Yes they have almost succeded in destroying small scale farms and self-reliance. Then the corparate propaganda apparatus a spreading their lies without allowing us to demonstrate how stupid their claims are. last week, I had the infortune to read an article in a French Zionist magazine (Marianne (sic!)), telling the readers (most of them being urbans and having no knowledge of agriculture at all) that organic farming wasn't productive enaugh to feed the world. This kind of B...t remains unchallenged because they won't allow us to have a debate.

Of course that would expose them as the corporate whores and the corporates as plain criminals.

Maybe we should keep trying to grow stuff wherever we are, it is a resistance, even if it would be one carrot ;).
 
We plant a garden every year and freeze and can the produce for the winter. I also rely on Amish growers in the area to buy fresh fruits and vegetables that are organically grown and free range chicken and eggs. Unfortunately, I just learned my favorite Amish family is packing up and moving west.

I also grow many herbs - sage, thyme, cilantro, parsley, etc... Herbs are so easy to grow and with the price they ask for them at the supermarket, I'm surprised more people don't grow their own. Many greens are very hardy, and even do well in the northern winters. In fact, I just cut parsley out of the snow last week for tabbouleh salad!!

As for Wal-Mart, I refuse to buy any fresh produce or meat from them. Last time I picked up a bunch of parsley at Wal-Mart and sniffed it, it smelled like sewer water. I asked an employee if she would eat it....she sniffed it and said ewwwww. Exactly!

The "system" is set up to prohibit self reliance. Monsanto does its best to spread "suicide seeds" so farmers are at their mercy to buy seed every year. It's a big mess, and I can say, I am doing my part to resist this with each seed I plant! My hope is more folks will start doing the same. :cool2:
 
Hello LissyLou,

Many people do realise but everything is done so that the legislation forbid even the traditionnal knowledge and practice. A couple of years ago, the Agro-industrial mafia had succed a law that would have forbade to even write about nettle spurry! Something our ancestors had always done!

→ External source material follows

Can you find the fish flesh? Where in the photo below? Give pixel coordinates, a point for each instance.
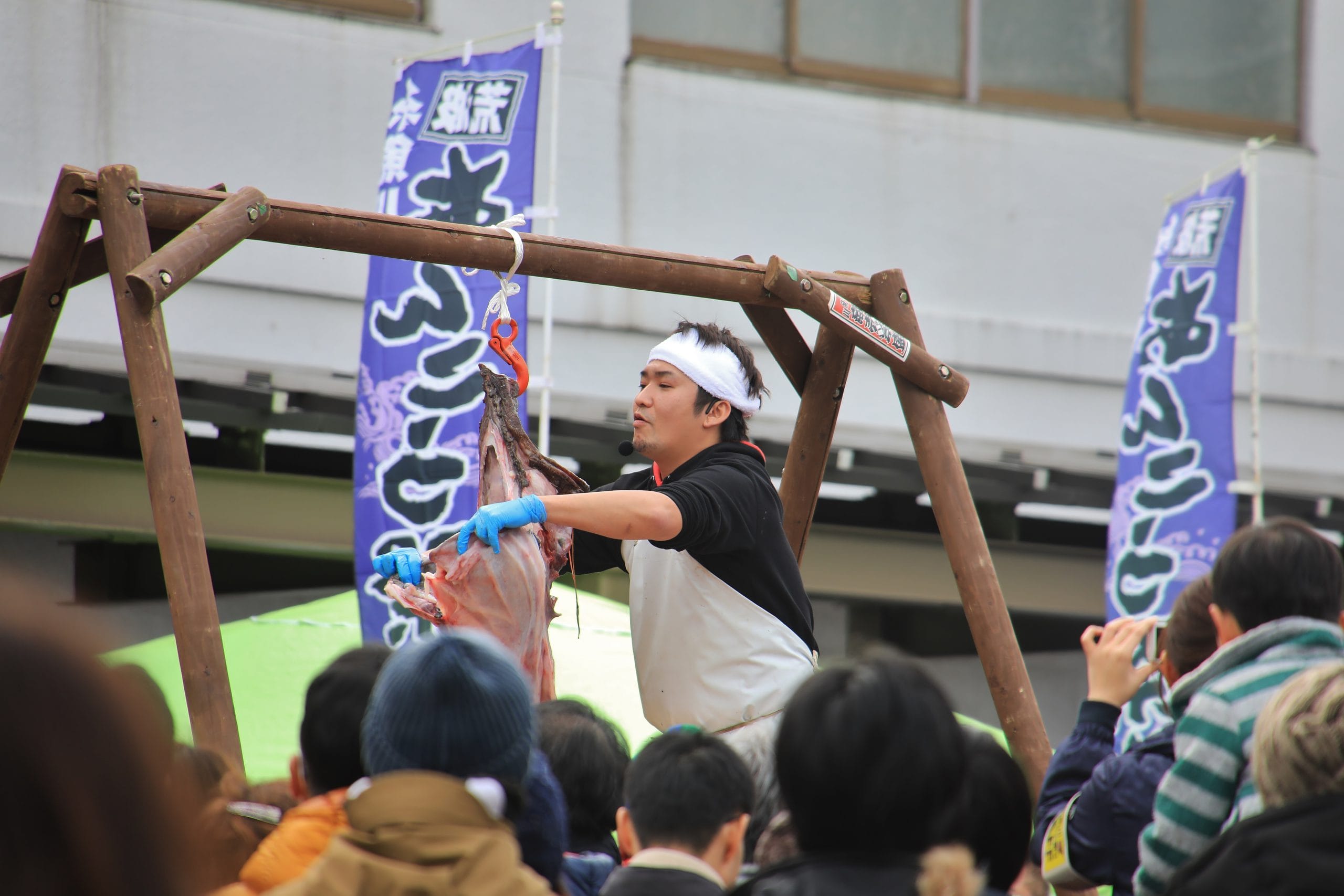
(507, 594)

My mother baught a book in defiance like hundred of thousand of people who were not conscious of the rotteness of Monsanto like 'squids' and who started petitioning and for the first time really stand against that law. We won (for a while).

i could tell much more, but it's enaugh and I sit by your side to light one :cool2:

Respect
 
Thanks all for your testimony. At he moment we have :
- on the whole, fruit farmers in the Southern Hemisphere and North America consider they have had a fairly good year. (alphonse)
- 40 percent of every dollar spent on food went to the farmer or rancher while the rest was split between inputs and distribution. Now? 7 cents on the dollar goes to the producer and 73 cents goes just to distribution (Dec 2009 article)
- first rate citrus fruit growing cooperative in Seville, in Spain. that has gone bankrupt. (alphonse)
- I'm a pig farmer in the UK, been breeding rare breed (middle white) pigs for 7 years. This year is the first that we actually made a profit (Satori)
- The situation is catastrophic for (France) dairy producers (radio show)
- Many dairy (Jordana) farms are for sale (LissyLou)

Well... insufficient to conclude, especially in Europe. Simply the trend seem not good.

I was asking the question because I ask myself if there's a will to remove auto sufficient food production for North countrys.